Three remedies should be considered on the international level: (a) an amendment to the New York Convention, (b) the adoption of a new treaty – with a reach aspiring to that of the Convention’s 171 current jurisdictions – that would provide for reciprocal recognition and enforcement of international arbitration agreements and arbitral awards involving Taiwan and (c) a series of smaller-scale bilateral and multilateral trade agreements to the same effect. Each of these types of international agreement is fully compatible with international law (and not dissimilar from either Taiwan’s participation in the WTO or its 40 or so investment protection agreements with countries around the world); each of these types of international agreement would also remedy the current, irrational exclusion of Taiwan from the Convention.
Remedies for Taiwan’s exclusion from the Convention are also possible, if less desirable, on a domestic level. Those legislative remedies would vary among states, depending on existing national statutory instruments. In the United States, for example, Congress could amend Chapter 2 of the Federal Arbitration Act, the domestic U.S. legislation implementing the Convention, allowing for arbitration agreements and awards involving Taiwan and Taiwanese parties to be enforced in the United States on the same terms as the Convention. Alternatively, the United States could conclude a congressional executive agreement (like the North American Free Trade Agreement or the United States-Mexico-Canada Agreement), which would similarly provide for mutual recognition and enforcement of international arbitration agreements and awards on terms paralleling the Convention.

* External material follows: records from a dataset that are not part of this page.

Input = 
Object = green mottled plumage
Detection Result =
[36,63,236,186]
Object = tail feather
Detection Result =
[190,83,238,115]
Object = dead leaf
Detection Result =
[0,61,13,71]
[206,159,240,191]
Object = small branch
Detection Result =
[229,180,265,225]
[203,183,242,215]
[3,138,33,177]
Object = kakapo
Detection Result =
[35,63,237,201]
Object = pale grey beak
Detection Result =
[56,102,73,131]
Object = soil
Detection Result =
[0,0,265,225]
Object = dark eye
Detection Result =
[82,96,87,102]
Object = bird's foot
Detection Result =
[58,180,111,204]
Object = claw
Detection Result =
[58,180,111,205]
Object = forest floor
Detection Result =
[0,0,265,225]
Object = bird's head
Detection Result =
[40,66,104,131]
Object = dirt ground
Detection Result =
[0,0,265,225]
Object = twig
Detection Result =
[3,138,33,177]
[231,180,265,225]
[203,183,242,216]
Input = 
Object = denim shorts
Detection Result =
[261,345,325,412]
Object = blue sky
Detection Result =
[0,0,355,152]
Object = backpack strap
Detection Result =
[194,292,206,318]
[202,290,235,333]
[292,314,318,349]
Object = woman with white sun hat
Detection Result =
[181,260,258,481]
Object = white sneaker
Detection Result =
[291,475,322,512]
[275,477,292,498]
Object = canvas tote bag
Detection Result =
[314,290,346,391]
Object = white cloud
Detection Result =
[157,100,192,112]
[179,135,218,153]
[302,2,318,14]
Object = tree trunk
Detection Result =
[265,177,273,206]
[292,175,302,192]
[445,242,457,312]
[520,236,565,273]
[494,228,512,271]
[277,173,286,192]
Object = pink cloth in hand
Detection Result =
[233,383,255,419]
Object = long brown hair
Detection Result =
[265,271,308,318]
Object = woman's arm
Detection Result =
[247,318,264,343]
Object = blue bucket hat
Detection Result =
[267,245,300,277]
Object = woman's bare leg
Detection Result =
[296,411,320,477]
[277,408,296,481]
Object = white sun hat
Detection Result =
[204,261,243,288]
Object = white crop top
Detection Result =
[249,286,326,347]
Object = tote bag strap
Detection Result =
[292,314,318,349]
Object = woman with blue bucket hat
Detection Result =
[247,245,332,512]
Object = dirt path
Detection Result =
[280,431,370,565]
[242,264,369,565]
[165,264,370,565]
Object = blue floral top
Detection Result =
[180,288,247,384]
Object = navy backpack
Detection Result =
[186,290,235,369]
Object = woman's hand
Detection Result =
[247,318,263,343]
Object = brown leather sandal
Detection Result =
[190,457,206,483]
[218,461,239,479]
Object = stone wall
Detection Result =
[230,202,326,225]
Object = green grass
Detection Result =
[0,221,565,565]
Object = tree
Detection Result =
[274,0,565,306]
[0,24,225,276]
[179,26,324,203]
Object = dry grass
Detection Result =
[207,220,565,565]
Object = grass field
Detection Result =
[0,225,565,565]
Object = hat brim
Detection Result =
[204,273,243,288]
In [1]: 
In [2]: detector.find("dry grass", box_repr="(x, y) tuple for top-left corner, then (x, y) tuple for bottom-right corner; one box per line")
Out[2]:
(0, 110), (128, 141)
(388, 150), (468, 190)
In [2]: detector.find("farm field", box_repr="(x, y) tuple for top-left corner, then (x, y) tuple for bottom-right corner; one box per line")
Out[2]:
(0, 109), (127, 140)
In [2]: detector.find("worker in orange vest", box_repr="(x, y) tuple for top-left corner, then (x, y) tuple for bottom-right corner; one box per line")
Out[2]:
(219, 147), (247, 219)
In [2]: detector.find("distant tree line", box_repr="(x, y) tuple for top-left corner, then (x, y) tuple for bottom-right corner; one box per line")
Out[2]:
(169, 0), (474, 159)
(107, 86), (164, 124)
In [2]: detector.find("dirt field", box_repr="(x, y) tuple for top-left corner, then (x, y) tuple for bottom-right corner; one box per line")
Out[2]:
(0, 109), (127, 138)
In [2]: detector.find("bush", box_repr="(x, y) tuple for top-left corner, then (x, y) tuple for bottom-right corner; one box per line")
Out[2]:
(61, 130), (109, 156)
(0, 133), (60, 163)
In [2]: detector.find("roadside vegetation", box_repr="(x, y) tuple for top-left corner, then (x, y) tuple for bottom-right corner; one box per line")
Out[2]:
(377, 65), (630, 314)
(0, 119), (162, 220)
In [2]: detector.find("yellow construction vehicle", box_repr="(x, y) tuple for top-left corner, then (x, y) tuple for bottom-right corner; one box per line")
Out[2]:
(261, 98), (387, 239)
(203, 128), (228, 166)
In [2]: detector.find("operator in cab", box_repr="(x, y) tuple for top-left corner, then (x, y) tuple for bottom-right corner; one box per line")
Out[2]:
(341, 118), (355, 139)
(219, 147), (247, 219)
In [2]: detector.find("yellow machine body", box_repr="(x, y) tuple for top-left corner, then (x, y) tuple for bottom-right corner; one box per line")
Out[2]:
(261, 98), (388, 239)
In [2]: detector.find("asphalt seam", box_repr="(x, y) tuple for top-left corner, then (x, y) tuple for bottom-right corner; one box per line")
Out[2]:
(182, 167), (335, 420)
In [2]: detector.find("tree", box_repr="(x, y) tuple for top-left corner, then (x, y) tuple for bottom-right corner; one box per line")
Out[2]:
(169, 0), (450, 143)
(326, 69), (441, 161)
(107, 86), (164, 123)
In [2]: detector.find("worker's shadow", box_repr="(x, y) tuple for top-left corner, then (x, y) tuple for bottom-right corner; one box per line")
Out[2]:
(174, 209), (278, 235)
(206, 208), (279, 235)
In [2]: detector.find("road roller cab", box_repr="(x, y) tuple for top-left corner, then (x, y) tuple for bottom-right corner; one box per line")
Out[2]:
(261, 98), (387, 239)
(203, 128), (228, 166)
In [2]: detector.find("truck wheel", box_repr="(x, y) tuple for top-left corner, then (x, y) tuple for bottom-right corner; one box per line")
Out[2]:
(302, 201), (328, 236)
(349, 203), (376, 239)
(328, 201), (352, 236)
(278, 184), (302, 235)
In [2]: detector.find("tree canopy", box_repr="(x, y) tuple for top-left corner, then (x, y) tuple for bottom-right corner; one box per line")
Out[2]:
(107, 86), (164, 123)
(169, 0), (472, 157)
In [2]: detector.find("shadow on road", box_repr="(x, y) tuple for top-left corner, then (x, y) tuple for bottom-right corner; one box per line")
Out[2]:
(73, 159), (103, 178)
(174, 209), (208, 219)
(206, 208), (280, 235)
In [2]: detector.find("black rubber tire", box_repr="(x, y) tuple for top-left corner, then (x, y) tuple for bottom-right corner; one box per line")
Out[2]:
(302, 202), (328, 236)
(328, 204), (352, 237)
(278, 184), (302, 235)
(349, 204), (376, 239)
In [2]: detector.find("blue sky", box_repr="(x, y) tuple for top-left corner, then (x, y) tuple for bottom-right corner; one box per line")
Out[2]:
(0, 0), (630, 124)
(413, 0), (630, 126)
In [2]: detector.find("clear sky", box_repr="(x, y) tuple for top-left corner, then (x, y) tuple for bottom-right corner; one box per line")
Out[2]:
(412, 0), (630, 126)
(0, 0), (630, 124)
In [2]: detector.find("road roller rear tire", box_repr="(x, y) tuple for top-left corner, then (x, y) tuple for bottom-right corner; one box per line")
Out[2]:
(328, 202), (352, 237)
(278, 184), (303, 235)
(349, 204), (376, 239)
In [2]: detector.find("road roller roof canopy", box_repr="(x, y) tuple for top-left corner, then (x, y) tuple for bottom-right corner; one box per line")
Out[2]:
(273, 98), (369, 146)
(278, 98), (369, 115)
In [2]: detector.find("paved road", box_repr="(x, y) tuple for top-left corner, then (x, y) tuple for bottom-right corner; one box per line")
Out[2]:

Each of these options would complement existing Taiwanese legislation by effectively ensuring that Taiwanese awards and agreements are recognized and enforced in the United States. Comparable legislation or bilateral agreements could be adopted in other states.
All of the foregoing proposals would largely or entirely remedy Taiwan’s exclusion from the New York Convention. The most effective means of remedying that exclusion would be simply to amend the Convention – thereby extending the Convention’s uniform, global rules for dispute resolution to cross-border trade and investment involving Taiwan. Nonetheless, political inertia and reservations regarding China’s potential reactions may make a series of bilateral (or regional) treaties incorporating the Convention’s substance less controversial. In either case, international agreements would be preferable to domestic legislative solutions.
The authors are, respectively, the Chair and an associate of the International Arbitration Practice Group at Wilmer Cutler Pickering Hale and Dorr LLP. Mr. Born is the author of “International Commercial Arbitration” (3d ed. 2021). The authors’ views do not represent those of either their law firm or of any organizations with which they are affiliated.